Some of the county's contract residential sanitation haulers tried to make a go of their Tuesday routes before begging off, Davis said, out of concerns for their equipment. He said garbage scheduled for Tuesday pickup will be collected today.

"They'll pick up Tuesday and Wednesday's routes (today)," he said. "The transport trucks won't go to Little Rock, so we'll have to catch up on that (today) too."

County Road Commissioner Tony Breshears said crews began salting and sanding county-maintained collector roads such as Amity, South Moore, North Moore and Blacksnake at 5 a.m. before moving on to less-trafficked roads with curves and hills, such as Grandstaff Drive in southern Garland County.

City street crews were called in Monday night and at the ready to apply a salt, sand and beet juice mixture once the fast-moving Arctic front had departed. Public Works Director Denny McPhate said crews manning seven trucks with plows and spreaders worked until 7 a.m. Tuesday.

Relief crews kept at it and began working on side streets later in the day. McPhate said the city applied its mixture to most of Malvern and Central avenues, with Arkansas Department of Transportation crews focusing on Albert Pike and Airport roads and the King Expressway and both the city and state working on Higdon Ferry Road.

McPhate said the city called in a night crew to clear up spots expected to refreeze late Tuesday and early today.

John Caldwell, the department of transportation's Garland County supervisor, said the state had four trucks working late Monday into Tuesday, first applying a pre-treating brine solution and then a rock salt-calcium chloride mixture after the snowfall ended. Caldwell said sand is added to the latter mixture to improve traction on troublesome spots.

Meteorologist Dennis Cavanaugh with the National Weather Service's Little Rock office said the 1.1 inches in Jessieville and a social media report of 1 inch 2 miles south, southeast of the Blue Springs community were the only accumulation reports available for Garland County.

He said the state's most significant snowfall came in the southeast and north central areas. The heaviest bands advanced along an axis from Camden to Pine Bluff, depositing 4 to 6 inches, he said. The Gamaliel community on the Missouri border and Mountain Home reported about 5 inches.

The Little Rock area reported 1 to 2 inches, and the Malvern area of Hot Spring County reported 3 inches.

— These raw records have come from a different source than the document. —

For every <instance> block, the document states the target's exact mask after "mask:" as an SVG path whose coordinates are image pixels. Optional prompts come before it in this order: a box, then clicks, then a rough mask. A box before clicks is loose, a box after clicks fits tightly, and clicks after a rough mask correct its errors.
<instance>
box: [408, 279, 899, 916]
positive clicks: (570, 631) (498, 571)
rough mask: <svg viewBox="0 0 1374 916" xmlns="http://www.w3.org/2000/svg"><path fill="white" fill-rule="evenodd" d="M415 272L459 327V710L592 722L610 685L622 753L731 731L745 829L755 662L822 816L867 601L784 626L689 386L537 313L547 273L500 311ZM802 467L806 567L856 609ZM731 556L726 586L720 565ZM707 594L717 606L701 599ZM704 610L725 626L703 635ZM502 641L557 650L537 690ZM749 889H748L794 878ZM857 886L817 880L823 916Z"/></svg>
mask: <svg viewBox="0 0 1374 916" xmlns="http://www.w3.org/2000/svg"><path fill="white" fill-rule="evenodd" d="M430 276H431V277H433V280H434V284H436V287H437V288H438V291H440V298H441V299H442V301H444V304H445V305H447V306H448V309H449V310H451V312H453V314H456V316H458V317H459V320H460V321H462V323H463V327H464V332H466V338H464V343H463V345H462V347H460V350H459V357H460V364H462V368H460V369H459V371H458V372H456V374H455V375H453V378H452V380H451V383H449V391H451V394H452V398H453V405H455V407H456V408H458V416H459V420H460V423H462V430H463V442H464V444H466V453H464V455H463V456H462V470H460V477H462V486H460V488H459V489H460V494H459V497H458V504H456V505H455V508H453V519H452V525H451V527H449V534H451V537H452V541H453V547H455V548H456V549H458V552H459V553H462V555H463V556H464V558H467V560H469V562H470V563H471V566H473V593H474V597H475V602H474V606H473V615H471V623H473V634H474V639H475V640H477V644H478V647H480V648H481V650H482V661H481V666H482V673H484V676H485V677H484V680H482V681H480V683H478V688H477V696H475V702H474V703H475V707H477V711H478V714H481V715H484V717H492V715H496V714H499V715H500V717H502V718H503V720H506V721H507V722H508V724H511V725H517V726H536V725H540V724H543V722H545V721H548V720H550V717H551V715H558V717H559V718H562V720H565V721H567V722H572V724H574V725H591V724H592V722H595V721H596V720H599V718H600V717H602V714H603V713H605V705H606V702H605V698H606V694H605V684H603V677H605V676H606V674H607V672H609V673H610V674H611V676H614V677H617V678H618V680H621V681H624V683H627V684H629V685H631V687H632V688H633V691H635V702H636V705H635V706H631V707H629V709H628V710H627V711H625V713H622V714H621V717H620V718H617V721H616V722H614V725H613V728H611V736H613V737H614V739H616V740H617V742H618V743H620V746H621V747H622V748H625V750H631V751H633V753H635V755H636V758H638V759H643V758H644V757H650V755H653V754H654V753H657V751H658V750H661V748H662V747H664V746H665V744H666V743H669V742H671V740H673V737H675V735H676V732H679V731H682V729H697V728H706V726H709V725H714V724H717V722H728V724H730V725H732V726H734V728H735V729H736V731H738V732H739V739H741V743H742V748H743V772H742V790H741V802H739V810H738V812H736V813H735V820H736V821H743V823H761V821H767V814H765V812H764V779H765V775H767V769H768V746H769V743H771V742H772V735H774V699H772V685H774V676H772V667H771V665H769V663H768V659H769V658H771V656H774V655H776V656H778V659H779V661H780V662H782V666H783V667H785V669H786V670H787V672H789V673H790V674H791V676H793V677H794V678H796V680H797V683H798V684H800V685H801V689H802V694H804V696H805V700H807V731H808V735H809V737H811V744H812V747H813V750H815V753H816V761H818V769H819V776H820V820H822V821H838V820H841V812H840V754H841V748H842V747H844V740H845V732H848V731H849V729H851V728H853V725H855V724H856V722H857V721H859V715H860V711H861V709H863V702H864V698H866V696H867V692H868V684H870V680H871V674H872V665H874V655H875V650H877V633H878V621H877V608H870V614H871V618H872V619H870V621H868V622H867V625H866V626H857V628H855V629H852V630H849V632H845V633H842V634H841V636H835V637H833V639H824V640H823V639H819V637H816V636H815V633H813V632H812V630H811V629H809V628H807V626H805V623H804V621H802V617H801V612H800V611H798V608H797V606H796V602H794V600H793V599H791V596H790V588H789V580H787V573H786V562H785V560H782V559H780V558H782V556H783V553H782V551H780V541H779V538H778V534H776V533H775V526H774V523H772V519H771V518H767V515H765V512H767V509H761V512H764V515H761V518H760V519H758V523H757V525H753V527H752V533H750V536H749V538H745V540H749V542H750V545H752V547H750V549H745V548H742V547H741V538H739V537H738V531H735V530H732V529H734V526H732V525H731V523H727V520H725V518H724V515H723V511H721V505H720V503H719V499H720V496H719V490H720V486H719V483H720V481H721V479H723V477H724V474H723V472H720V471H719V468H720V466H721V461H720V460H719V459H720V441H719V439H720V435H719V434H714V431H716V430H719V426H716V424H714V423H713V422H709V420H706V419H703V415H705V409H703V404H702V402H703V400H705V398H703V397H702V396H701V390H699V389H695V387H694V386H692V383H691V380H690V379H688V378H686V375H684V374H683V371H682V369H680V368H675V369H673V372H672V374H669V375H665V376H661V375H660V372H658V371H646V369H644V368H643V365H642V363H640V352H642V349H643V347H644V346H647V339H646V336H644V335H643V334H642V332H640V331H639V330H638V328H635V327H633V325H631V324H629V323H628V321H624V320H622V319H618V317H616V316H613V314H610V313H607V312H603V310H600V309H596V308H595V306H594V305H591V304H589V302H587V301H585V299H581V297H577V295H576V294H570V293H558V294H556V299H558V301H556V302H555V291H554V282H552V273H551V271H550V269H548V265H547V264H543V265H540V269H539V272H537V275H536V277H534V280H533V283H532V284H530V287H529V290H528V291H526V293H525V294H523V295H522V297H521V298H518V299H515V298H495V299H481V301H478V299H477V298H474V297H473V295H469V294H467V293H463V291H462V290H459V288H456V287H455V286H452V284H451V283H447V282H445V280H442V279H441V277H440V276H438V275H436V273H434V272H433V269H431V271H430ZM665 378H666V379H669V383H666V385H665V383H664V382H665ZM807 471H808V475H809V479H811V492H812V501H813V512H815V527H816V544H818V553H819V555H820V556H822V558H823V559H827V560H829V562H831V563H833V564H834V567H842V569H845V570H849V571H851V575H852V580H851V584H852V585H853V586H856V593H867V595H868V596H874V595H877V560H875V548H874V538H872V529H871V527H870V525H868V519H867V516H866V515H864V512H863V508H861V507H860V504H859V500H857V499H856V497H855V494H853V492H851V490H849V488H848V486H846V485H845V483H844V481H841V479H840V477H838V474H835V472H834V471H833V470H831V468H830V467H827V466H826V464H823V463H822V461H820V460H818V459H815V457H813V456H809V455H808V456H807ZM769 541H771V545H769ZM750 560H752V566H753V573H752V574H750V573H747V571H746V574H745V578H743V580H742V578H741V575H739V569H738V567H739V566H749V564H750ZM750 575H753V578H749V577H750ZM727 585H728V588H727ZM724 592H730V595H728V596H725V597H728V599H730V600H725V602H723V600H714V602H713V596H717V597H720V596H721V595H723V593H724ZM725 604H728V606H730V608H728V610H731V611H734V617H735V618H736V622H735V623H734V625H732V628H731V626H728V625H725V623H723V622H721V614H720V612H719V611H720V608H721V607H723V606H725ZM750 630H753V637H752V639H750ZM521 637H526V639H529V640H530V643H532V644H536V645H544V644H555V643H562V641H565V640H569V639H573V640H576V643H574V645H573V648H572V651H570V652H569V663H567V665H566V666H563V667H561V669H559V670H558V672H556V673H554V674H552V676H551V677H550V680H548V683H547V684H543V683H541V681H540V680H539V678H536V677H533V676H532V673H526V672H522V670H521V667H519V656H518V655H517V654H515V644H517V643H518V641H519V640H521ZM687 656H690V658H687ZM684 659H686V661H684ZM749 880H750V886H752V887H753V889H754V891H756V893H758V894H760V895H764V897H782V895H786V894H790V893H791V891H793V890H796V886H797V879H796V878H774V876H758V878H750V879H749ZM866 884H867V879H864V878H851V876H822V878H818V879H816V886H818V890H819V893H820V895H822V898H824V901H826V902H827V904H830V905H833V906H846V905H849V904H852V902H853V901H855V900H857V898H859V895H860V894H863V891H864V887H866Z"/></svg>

Western Hot Spring County reported 1.5 to 2 inches.

Cavanaugh said moisture from the Gulf of Mexico mingling with Arctic air generated the snowfall.

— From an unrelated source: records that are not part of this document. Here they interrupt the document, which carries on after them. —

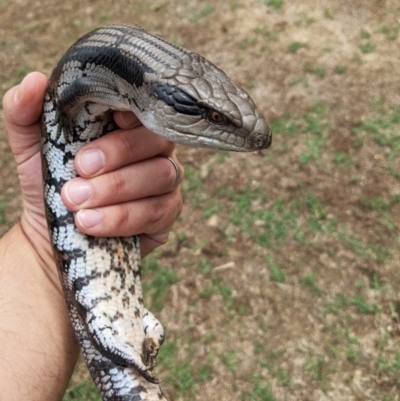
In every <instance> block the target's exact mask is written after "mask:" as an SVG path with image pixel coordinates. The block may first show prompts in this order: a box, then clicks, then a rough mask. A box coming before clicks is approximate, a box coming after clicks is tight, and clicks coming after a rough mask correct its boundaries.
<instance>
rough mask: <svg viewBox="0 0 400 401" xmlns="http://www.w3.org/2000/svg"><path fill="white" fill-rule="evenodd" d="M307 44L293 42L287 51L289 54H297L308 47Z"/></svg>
mask: <svg viewBox="0 0 400 401" xmlns="http://www.w3.org/2000/svg"><path fill="white" fill-rule="evenodd" d="M306 46H307V44H306V43H303V42H292V43H290V44H289V45H288V47H287V49H288V52H289V53H297V52H298V51H299V50H300V49H301V48H302V47H306Z"/></svg>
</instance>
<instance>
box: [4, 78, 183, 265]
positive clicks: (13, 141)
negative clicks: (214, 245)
mask: <svg viewBox="0 0 400 401" xmlns="http://www.w3.org/2000/svg"><path fill="white" fill-rule="evenodd" d="M46 84H47V78H46V77H45V76H44V75H42V74H40V73H31V74H29V75H28V76H27V77H26V78H25V79H24V80H23V81H22V83H21V84H20V85H18V86H16V87H14V88H12V89H10V90H9V91H8V92H7V93H6V95H5V96H4V99H3V108H4V117H5V123H6V128H7V132H8V136H9V141H10V145H11V149H12V151H13V153H14V157H15V160H16V162H17V168H18V175H19V180H20V184H21V190H22V196H23V202H24V210H23V215H22V218H21V225H22V228H23V230H24V231H25V234H27V237H28V238H29V239H30V241H31V242H32V244H33V246H34V248H35V249H37V251H38V253H39V254H40V255H44V256H43V257H45V258H46V259H47V261H46V262H48V260H49V258H51V249H50V245H49V236H48V231H47V224H46V222H45V215H44V206H43V189H42V176H41V160H40V115H41V112H42V104H43V98H44V92H45V89H46ZM115 121H116V123H117V125H118V126H119V127H120V128H122V129H120V130H117V131H115V132H113V133H110V134H108V135H106V136H104V137H102V138H100V139H98V140H96V141H94V142H92V143H90V144H88V145H86V146H85V147H84V148H82V149H81V150H80V151H79V152H78V154H77V156H76V159H75V168H76V170H77V172H78V174H79V175H80V177H79V178H75V179H73V180H71V181H69V182H68V183H67V184H66V185H65V186H64V188H63V190H62V199H63V201H64V203H65V205H66V206H67V207H68V208H69V209H70V210H72V211H74V212H76V214H75V223H76V225H77V227H78V229H79V230H80V231H82V232H84V233H85V234H90V235H94V236H130V235H134V234H140V237H141V250H142V256H145V255H146V254H148V253H149V252H151V251H152V250H153V249H154V248H155V247H156V246H159V245H161V244H163V243H165V242H166V240H167V238H168V233H169V230H170V228H171V226H172V224H173V222H174V221H175V219H176V217H177V216H178V215H179V213H180V211H181V208H182V198H181V195H180V181H181V178H180V179H179V181H178V182H175V181H176V171H175V168H174V166H173V165H172V163H171V162H170V161H169V160H168V159H167V158H166V157H171V158H173V160H174V161H175V162H176V163H177V165H178V167H179V170H180V174H179V175H180V177H182V175H183V168H182V166H181V165H180V164H179V162H178V161H177V159H176V155H175V152H174V147H175V146H174V144H172V143H171V142H169V141H167V140H165V139H163V138H161V137H159V136H157V135H155V134H153V133H151V132H150V131H148V130H147V129H146V128H145V127H143V126H142V125H141V124H140V122H139V121H138V120H137V118H136V117H135V116H134V115H133V114H132V113H126V112H124V113H123V112H116V113H115ZM96 222H97V223H98V224H95V223H96Z"/></svg>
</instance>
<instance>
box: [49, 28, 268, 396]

"Low-level Gulf moisture got wrapped into the system," he said. "It wasn't a ton of moisture, even though we got a decent amount of snow. The fact that there was no significant freezing rain or sleet means we didn't have any Pacific or upper level moisture. The Gulf moisture came through pretty fast with the Arctic air."

Cavanaugh said upper level low pressure moored over the northeastern part of the country and warm air in the West have allowed Arctic air to plunge as far south as the Gulf Coast, leading to the wind chill advisory issued Tuesday for Garland County.

"We've been in a favorable weather pattern for allowing Arctic air into the central part of the country," he said. "If the upper level low pressure moves away from the Northeast, it's a lot harder to get Arctic air in this part of the country."

The cold spell has so far defied a seasonal forecast that predicted above-average temperatures for December, January and February, but Cavanaugh said the forecast could still bear out if a warming trend takes hold.

"Even if we have a warm finish to January and a warm February, people will remember the really cold days," he said. "The snow and the cold stick with people."